Fighting Corruption After the Arab Spring
From Tunisia to Yemen, rampant corruption helped drive protesters into the streets. Now the best way to spur countries to change is to harness their desire to protect their reputations.
STUART LEVEY is Senior Fellow for National Security and Financial Integrity at the Council on Foreign Relations. He previously served as the Under Secretary for Terrorism and Financial Intelligence at the U.S. Department of the Treasury.
From Tunisia to Yemen, the corruption of Middle Eastern regimes has played a significant role in motivating the Arab Spring. Former Tunisian President Zine el-Abidine Ben Ali and his family now face trial in absentia for, among other crimes, money laundering and drug trafficking. Meanwhile, Egyptian courts have charged former President Hosni Mubarak with corruption and sentenced in absentia his former finance minister, Youssef Boutros-Ghali, to 30 years in prison on charges of corruption and embezzlement of public money. Frustration with cronyism and corruption is a key grievance of those protesting in the streets in Libya, Syria, and Yemen as well.
These corrupt leaders have managed to stash much of their collected wealth abroad, despite international obligations designed to prevent such looting. The Arab Spring has thus highlighted the inadequacy of current international efforts against corruption.
If global leaders are serious about strengthening anticorruption efforts in response to the Arab Spring, they should build on recent improvements in an unlikely place: Switzerland. Switzerland recently changed its law about returning corrupt funds and has led much of the international community in freezing the assets of certain deposed leaders, including Ben Ali, Mubarak, and former Ivory Coast President Laurent Gbagbo.

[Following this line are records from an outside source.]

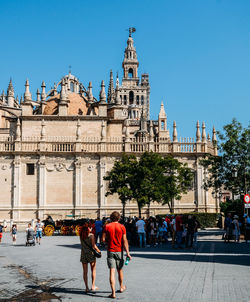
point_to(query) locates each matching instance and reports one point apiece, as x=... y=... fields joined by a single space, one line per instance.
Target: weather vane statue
x=131 y=30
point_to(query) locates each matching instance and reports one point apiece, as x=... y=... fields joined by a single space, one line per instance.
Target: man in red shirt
x=179 y=230
x=114 y=234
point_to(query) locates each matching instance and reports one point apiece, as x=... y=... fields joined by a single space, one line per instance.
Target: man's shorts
x=38 y=234
x=115 y=260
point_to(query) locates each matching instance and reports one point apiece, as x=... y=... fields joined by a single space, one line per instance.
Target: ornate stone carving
x=90 y=167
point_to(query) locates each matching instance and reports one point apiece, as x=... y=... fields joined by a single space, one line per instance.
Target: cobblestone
x=215 y=272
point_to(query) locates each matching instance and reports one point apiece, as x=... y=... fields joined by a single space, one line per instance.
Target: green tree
x=147 y=180
x=151 y=178
x=119 y=179
x=177 y=179
x=231 y=168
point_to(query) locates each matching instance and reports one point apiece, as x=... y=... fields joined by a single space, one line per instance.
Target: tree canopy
x=231 y=168
x=149 y=178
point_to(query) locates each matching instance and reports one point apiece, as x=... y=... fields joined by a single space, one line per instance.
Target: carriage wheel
x=64 y=230
x=77 y=230
x=49 y=230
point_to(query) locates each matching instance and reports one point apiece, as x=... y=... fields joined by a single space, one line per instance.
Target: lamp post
x=234 y=175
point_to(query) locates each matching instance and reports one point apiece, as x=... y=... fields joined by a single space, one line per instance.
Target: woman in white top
x=247 y=228
x=236 y=228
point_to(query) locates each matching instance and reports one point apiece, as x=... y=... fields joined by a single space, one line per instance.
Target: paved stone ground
x=52 y=272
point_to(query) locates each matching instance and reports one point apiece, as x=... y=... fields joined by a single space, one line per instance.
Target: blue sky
x=197 y=52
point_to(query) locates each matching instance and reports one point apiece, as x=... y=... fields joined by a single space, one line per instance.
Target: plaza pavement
x=52 y=272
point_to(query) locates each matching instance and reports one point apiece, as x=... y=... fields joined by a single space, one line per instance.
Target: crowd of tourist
x=234 y=227
x=155 y=231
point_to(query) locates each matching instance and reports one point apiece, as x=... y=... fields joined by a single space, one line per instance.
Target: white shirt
x=173 y=224
x=39 y=226
x=140 y=226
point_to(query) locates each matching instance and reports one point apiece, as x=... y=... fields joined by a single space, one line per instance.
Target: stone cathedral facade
x=56 y=148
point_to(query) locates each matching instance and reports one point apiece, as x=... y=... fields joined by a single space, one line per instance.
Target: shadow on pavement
x=73 y=291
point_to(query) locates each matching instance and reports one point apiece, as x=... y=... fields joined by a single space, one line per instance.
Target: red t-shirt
x=114 y=232
x=178 y=222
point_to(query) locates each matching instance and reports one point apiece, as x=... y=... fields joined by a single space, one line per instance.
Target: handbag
x=96 y=254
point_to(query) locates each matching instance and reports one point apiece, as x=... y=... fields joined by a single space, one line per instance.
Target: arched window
x=162 y=125
x=131 y=97
x=130 y=73
x=137 y=100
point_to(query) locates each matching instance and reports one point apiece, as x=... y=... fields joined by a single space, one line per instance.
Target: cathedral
x=56 y=148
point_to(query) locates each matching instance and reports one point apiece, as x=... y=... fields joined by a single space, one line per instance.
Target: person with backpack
x=39 y=229
x=13 y=233
x=88 y=244
x=1 y=232
x=247 y=228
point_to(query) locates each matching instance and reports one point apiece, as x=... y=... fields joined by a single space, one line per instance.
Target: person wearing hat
x=236 y=228
x=247 y=227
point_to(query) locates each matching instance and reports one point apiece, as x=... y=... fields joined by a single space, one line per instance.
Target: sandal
x=94 y=289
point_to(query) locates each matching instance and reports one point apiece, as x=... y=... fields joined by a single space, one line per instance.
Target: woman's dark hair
x=85 y=231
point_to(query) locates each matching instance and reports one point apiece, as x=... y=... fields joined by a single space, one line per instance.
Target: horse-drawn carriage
x=63 y=227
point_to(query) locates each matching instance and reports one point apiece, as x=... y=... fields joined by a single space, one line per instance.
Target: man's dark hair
x=115 y=216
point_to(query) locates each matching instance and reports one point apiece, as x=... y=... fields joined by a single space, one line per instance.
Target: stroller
x=30 y=239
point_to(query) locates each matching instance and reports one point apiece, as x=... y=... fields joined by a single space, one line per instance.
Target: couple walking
x=114 y=235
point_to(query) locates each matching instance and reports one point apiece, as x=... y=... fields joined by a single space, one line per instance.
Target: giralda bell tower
x=134 y=93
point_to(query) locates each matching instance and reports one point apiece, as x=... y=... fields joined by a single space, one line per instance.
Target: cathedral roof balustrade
x=97 y=145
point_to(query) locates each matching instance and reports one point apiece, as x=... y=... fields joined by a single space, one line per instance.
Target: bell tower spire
x=130 y=63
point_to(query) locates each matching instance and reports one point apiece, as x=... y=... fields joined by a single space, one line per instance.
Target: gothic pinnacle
x=102 y=93
x=111 y=88
x=204 y=136
x=174 y=133
x=214 y=139
x=90 y=94
x=198 y=134
x=63 y=96
x=10 y=90
x=27 y=94
x=43 y=94
x=38 y=95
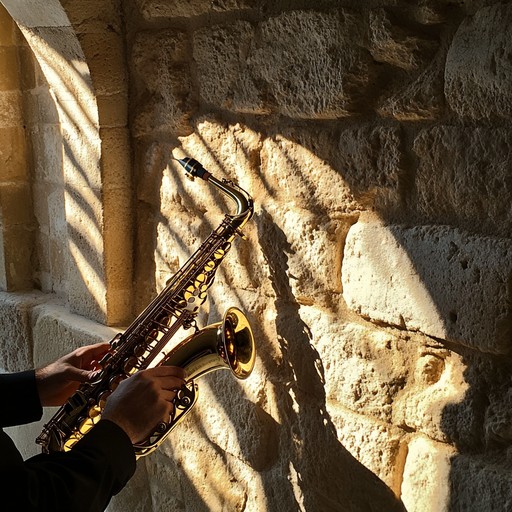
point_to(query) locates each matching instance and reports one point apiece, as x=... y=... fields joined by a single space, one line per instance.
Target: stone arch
x=90 y=100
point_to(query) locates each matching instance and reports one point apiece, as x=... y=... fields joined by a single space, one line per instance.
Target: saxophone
x=228 y=344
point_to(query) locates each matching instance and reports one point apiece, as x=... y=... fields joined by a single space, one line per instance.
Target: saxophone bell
x=225 y=345
x=228 y=345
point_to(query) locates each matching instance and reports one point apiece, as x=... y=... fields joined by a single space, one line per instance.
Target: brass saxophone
x=228 y=344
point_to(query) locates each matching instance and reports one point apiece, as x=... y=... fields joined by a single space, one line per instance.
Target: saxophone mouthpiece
x=194 y=168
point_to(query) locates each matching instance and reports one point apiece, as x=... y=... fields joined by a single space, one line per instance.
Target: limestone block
x=8 y=33
x=432 y=279
x=13 y=166
x=295 y=173
x=16 y=204
x=37 y=13
x=48 y=153
x=300 y=243
x=365 y=369
x=221 y=54
x=427 y=476
x=480 y=483
x=62 y=62
x=396 y=45
x=193 y=474
x=478 y=69
x=56 y=332
x=16 y=348
x=157 y=9
x=104 y=53
x=377 y=446
x=9 y=78
x=113 y=110
x=303 y=64
x=437 y=387
x=421 y=99
x=10 y=109
x=17 y=244
x=370 y=160
x=162 y=77
x=138 y=491
x=312 y=65
x=94 y=16
x=116 y=163
x=471 y=187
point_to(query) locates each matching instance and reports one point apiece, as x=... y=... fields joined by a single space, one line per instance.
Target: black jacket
x=81 y=480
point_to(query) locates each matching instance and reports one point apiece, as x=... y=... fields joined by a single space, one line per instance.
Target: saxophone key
x=115 y=381
x=102 y=399
x=130 y=366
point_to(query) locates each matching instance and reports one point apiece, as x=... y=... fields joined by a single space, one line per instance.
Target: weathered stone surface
x=10 y=109
x=433 y=279
x=478 y=67
x=469 y=188
x=293 y=172
x=37 y=13
x=420 y=100
x=221 y=54
x=427 y=476
x=438 y=383
x=160 y=65
x=396 y=45
x=156 y=9
x=364 y=369
x=370 y=160
x=300 y=243
x=302 y=64
x=56 y=332
x=377 y=446
x=16 y=349
x=480 y=483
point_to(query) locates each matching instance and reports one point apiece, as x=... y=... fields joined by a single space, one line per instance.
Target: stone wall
x=374 y=138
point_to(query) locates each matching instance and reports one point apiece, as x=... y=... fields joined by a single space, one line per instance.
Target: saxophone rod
x=194 y=168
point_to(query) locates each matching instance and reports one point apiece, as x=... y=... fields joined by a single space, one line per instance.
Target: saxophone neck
x=241 y=198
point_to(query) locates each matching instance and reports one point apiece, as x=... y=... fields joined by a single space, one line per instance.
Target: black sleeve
x=20 y=399
x=81 y=480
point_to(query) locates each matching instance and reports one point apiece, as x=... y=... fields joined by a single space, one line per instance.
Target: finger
x=79 y=374
x=168 y=371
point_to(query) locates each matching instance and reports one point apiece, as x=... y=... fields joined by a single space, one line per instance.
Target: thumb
x=80 y=375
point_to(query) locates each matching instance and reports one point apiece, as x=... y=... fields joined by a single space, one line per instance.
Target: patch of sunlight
x=94 y=282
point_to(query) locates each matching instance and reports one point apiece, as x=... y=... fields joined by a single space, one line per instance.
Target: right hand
x=144 y=400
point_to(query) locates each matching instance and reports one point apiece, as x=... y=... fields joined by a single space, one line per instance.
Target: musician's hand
x=59 y=380
x=144 y=400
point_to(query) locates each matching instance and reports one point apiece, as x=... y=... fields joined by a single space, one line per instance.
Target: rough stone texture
x=395 y=45
x=15 y=324
x=471 y=187
x=478 y=67
x=155 y=9
x=376 y=445
x=421 y=278
x=322 y=112
x=479 y=483
x=364 y=369
x=371 y=161
x=260 y=74
x=427 y=474
x=162 y=80
x=57 y=332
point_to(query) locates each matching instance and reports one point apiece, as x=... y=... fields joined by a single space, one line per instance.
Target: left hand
x=59 y=380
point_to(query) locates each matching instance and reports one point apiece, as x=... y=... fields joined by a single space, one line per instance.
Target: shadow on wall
x=327 y=476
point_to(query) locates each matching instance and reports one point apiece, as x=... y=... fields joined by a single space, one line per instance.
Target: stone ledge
x=434 y=279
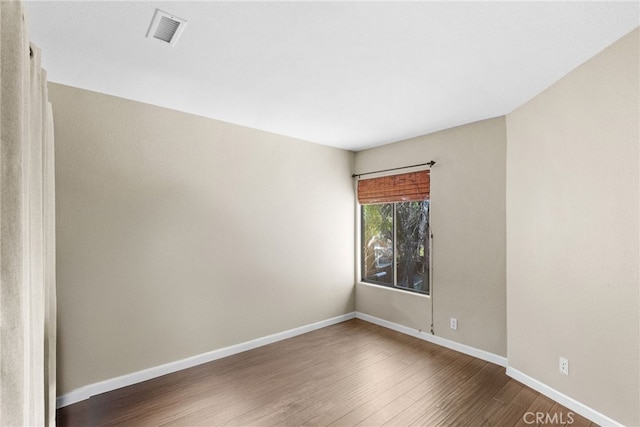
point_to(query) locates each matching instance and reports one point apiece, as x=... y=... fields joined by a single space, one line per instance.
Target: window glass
x=395 y=251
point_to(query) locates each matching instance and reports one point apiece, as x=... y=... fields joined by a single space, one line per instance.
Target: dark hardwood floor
x=353 y=373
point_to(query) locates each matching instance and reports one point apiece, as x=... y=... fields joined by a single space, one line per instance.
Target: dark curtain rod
x=431 y=163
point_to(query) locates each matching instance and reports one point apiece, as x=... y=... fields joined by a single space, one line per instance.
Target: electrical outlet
x=564 y=366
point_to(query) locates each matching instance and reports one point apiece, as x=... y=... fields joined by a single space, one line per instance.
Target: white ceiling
x=345 y=74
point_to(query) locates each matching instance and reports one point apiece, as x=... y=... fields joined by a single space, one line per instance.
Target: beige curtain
x=27 y=223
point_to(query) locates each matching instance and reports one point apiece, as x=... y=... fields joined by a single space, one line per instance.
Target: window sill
x=402 y=291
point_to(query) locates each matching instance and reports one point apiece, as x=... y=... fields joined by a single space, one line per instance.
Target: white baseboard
x=423 y=335
x=157 y=371
x=551 y=393
x=562 y=399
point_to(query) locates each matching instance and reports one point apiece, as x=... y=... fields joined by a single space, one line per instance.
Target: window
x=395 y=231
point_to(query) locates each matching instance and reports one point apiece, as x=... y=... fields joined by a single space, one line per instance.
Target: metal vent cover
x=166 y=27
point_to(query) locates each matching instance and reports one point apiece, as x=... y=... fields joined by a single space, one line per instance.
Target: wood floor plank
x=352 y=373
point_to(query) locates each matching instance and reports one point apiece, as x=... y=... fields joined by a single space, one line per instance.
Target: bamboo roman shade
x=405 y=187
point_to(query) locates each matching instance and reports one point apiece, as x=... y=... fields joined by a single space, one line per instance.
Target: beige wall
x=468 y=222
x=572 y=233
x=178 y=235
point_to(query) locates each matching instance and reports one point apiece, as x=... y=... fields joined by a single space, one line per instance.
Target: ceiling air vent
x=166 y=27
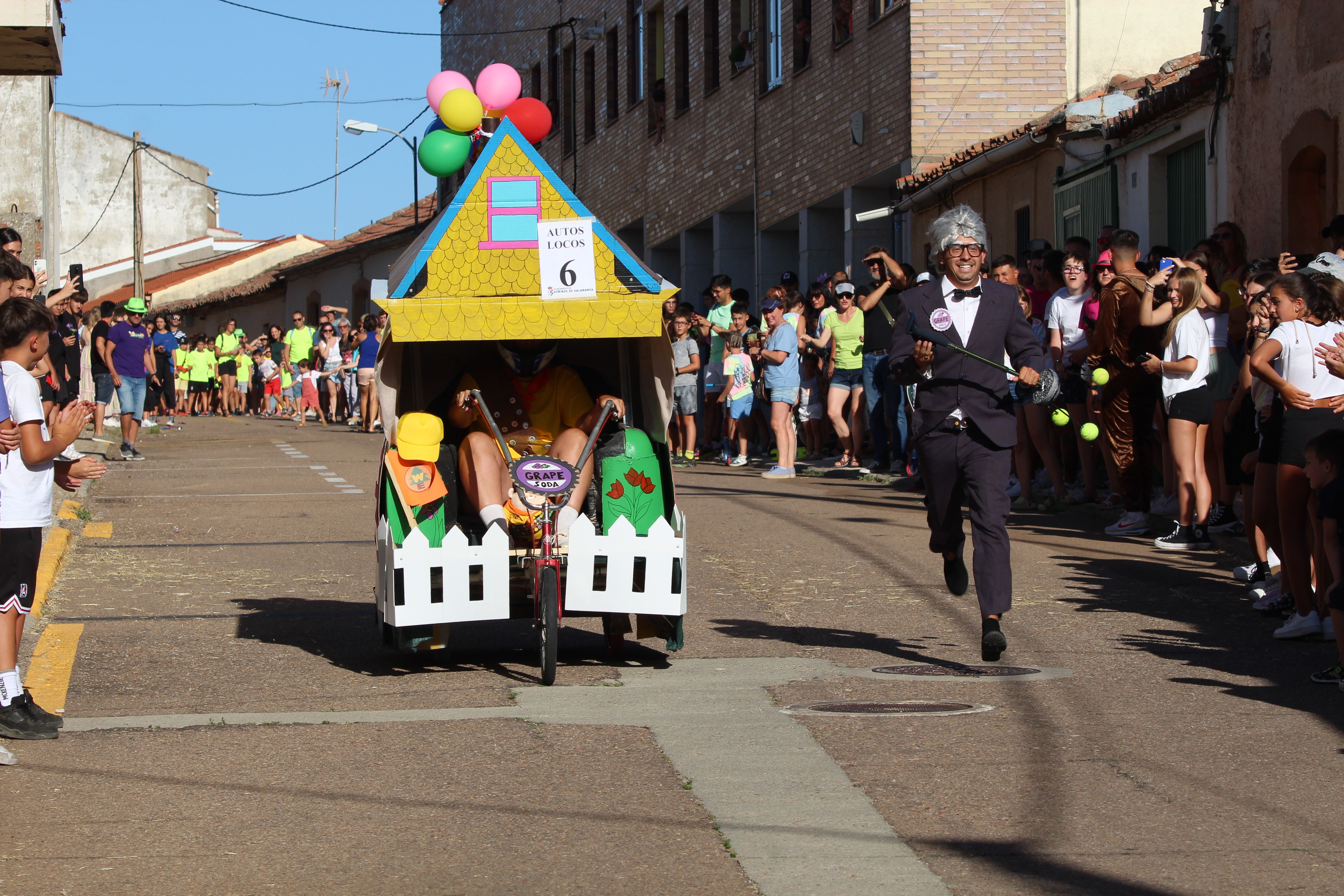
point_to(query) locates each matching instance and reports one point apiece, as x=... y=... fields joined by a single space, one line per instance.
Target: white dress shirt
x=963 y=318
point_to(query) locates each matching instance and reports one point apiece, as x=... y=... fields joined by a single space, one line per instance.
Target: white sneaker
x=1300 y=627
x=1130 y=523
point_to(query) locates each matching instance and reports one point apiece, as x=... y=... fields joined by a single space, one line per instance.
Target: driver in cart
x=541 y=409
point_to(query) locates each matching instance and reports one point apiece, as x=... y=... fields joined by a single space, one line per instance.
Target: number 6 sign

Switzerland took these actions at least in part because it feared that its reputation as a haven for illicit assets could harm its ability to attract legitimate business. The United States and its allies should capitalize on such reputational sensitivities by promoting mutually enforced anticorruption standards and exposing those countries that fail to cooperate. This is the most promising path to inducing countries to prevent corruption and to excluding the proceeds of corruption from the global financial system.
Swiss banks became known as a top choice for corrupt dictators by holding the multi-million dollar accounts of, among others, former Nigerian ruler Sani Abacha, former Filipino President Ferdinand Marcos, and former Haitian strongman Jean-Claude Duvalier. Thus, it may come as a surprise that last October, Switzerland adopted what is arguably the world’s toughest law for repatriating the ill-gotten gains of corrupt politicians to the people of those countries, allowing the country to return potentially corrupt assets more easily.
Returning the fruits of corruption to their country of origin is a difficult undertaking. In the first place, the process of tracing and repatriation does not begin unless and until the corrupt regime is removed from power (obviously, a ruling regime depositing the money is highly unlikely to request such an investigation). Even when assets are located, legal obstacles often complicate repatriation. The new leadership in the country of origin may not be sufficiently independent of the old regime to pursue the matter, or may be unable to provide adequate proof that the assets in question were illicitly derived. As a result, only a relatively small amount of money has actually been returned to countries of origin. The World Bank estimates that corrupt regimes steal $20–$40 billion from developing countries each year; only $5 billion has been returned to those countries over the past 15 years.
The new Swiss law, known as the Restitution of Illicit Assets Act, took effect in February and addresses some of these problems by giving the Swiss government more freedom of action to repatriate questionable funds. For example, the new law shifts the burden of proof -- the countries of origin are not required to prove the illicit nature of the funds. In situations where the wealth of a politician in question has increased dramatically during his reign and corruption is endemic in his country, the new law requires the politician to prove that he earned his wealth legitimately. Beyond improving the likelihood of restitution in specific cases, this law might persuade corrupt politicians to place their illicit assets elsewhere.
Switzerland hopes that its strengthened restitution law will do just that. The Swiss Foreign Ministry Web site states that “it is in Switzerland’s fundamental interest to ensure that the assets of politically exposed persons obtained by unlawful means shall not be invested in the Swiss financial center.” This, the Ministry explains, is because “competition between financial centers is global. In long term, it is a financial center’s reputation and credibility that are the most important criteria with respect to competitors.”
Like other nations, Switzerland undoubtedly realizes that a reputation for shielding corrupt assets can discourage legitimate investors, who may be deterred by the lack of transparency or by the prospect of being stigmatized by placing their money in a known destination for corrupt funds. Investors may also fear that a jurisdiction’s poor reputation may attract greater regulatory and law-enforcement scrutiny. A suspect reputation may also complicate the ability of a country’s financial institutions to conduct business abroad, especially in the United States.